The robust capital position has been firmly maintained by these reinsurers, who have consistently boasted capital adequacy ratios surpassing the 200% mark. This has been achieved despite considerable strain on capital due to the influx of new business, standing as a testament to their sound risk management capabilities. The interplay between vigorous capital generation from operations and a reduction in financial market volatility has been pivotal in shoring up these impressive regulatory capital ratios.

Renewal activities conducted in the months of June and July in 2023 have exhibited a heightened sense of order compared to the January renewals, indicating sustained momentum in pricing. These reinsurers continue to demonstrate strategic prudence in their capacity allocation, directing their focus towards casualty lines featuring stable premium rates.
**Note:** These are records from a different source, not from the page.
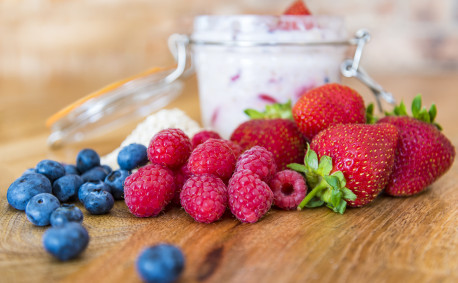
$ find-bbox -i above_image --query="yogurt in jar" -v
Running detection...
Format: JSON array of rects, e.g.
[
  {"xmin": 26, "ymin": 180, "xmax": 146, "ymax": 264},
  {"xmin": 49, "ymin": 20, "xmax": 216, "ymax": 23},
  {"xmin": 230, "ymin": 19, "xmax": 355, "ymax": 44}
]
[{"xmin": 191, "ymin": 15, "xmax": 347, "ymax": 138}]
Moreover, they exercise judicious caution by steering clear of high-frequency and low-severity natural catastrophe coverage.

The European reinsurance landscape, as evidenced by the robust 1H23 results, stands as a compelling narrative of resilience, adaptability, and strategic acumen in the face of adversity.

Speaking about the latest data, Robert Mazzuoli, Director at Fitch Ratings, said: “Profits improved significantly in 1H23 thanks to better pricing, lower claims, more favourable terms and conditions and a rise in investment yields.”